Tom O'Toole

Personal information
- Nationality: American

Career information
- College: Boston College (1949–1952)
- NBA draft: 1952: undrafted
- Position: Guard

Career highlights
- NCAA assists leader (1952);

= Tom O'Toole (Boston College basketball) =

American basketball player

Thomas O'Toole was an American basketball player best known for his collegiate career at Boston College. A left-handed guard, O'Toole scored 703 points in his three-year varsity career between 1949–50 and 1951–52. Despite averaging 10.3 points per game for his career, which in the early 1950s was an impressive number, he was known more for his tenacious play and ability to distribute the basketball to his teammates. He is the NCAA's second ever officially recognized season assists leader, and his 7.89 assists per game as a senior topped the nation. O'Toole would also become the last assists champion recognized for 31 years until the NCAA began keeping track again in 1983–84.

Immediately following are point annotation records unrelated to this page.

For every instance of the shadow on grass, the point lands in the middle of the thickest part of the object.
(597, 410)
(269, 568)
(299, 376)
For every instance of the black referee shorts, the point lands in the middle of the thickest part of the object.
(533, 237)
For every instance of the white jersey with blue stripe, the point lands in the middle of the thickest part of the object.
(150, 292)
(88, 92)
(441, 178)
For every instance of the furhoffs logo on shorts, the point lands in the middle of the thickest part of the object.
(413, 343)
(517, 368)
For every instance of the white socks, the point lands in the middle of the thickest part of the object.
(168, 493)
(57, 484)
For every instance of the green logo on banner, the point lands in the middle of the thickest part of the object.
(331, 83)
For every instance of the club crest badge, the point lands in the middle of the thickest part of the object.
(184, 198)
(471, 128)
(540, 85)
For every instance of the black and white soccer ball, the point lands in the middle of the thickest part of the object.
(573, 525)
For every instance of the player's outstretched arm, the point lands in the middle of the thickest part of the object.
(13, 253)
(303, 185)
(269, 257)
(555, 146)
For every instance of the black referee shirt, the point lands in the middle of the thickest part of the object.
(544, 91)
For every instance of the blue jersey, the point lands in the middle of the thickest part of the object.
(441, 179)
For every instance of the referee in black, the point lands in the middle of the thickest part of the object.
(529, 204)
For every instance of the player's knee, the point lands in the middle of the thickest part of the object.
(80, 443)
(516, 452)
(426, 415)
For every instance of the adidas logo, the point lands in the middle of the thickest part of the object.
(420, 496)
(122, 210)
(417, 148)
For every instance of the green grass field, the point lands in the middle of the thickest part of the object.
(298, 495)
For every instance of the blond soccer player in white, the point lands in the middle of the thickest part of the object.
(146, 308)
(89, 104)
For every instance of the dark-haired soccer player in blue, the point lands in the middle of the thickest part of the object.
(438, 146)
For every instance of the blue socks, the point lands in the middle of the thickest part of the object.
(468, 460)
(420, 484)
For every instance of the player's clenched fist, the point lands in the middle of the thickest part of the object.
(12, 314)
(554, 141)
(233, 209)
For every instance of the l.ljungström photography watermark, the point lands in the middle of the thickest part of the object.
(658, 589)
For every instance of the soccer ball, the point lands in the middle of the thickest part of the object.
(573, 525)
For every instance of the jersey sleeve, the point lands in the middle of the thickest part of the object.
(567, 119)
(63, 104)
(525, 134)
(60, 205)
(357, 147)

In his final game as a Boston College Eagle, O'Toole scored 23 points as his team upset highly favored Holy Cross, 64–61. The win capped a 22–5 season, one of the school's best ever, as he exited the court to a standing ovation.

After college, O'Toole forwent any professional basketball aspirations and decided to coach instead, including high school. In 1977 he was inducted into the Boston College Varsity Club Athletic Hall of Fame.